An Assembly committee hearing yesterday highlighted the lack of preparedness in the Latino community for long-term care of family members  and the large number of families who likely will need help paying for it.  

“Inadequate funding disproportionately affects low-income, minority and rural populations,” said Alicia Hernández Sánchez, associate director of the Central Coast Center for Independent Living, who spoke yesterday at the Assembly Committee on Aging and Long-Term Care hearing. “And we have all three on the Central Coast.”

According to a 2012 poll by the SCAN Foundation, 60% of all Latino families in California will need long-term care for a family member in the next five years.
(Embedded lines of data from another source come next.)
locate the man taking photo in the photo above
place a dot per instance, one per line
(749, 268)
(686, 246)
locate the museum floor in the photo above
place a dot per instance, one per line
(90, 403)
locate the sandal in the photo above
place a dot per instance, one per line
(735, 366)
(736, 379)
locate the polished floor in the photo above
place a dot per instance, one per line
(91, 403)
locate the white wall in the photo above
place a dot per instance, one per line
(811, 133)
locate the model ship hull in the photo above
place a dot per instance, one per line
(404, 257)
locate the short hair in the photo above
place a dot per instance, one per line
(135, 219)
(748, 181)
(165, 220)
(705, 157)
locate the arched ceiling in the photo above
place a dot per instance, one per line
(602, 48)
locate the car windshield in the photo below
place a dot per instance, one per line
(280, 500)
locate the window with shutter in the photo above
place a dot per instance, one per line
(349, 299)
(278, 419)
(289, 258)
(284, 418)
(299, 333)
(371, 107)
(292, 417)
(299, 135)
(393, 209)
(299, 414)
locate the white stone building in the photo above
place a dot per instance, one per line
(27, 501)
Among Latino respondents, 91% said they could not afford three months of nursing home care.

In fact, 78% of Latino respondents were concerned their income was not high enough to meet daily needs and 59% said they have had to cut back on food to get by.

That level of poverty can hit seniors especially hard, said Victoria Ballesteros, director of communications at the foundation.

“Latinos are consistently more worried and less financially prepared than the rest of the state when it comes to long-term care,” Ballesteros said in a statement. “These concerns are rooted in the fact that Latino voters consistently face more financial and economic uncertainty than the rest of the state.”

According to the poll, almost one-quarter of Latino respondents had medical debt and about one-third of them inaccurately believe Medicare covers long-term nursing home care.

“The economic picture for Latinos is tough, but when we factor in long-term care costs, things become even more difficult,” Ballesteros said. “What our polling has consistently shown is that all Californians want more tools that will enable them to plan and pay for their future care needs.”

Seniors who are undocumented adds one more layer of need to the equation, Sánchez said.

“Access for undocumented seniors is just not there,” but there are a couple things that can be done, Sanchez said. “We can restore funding that has been cut and support community health policies no matter what status people are.”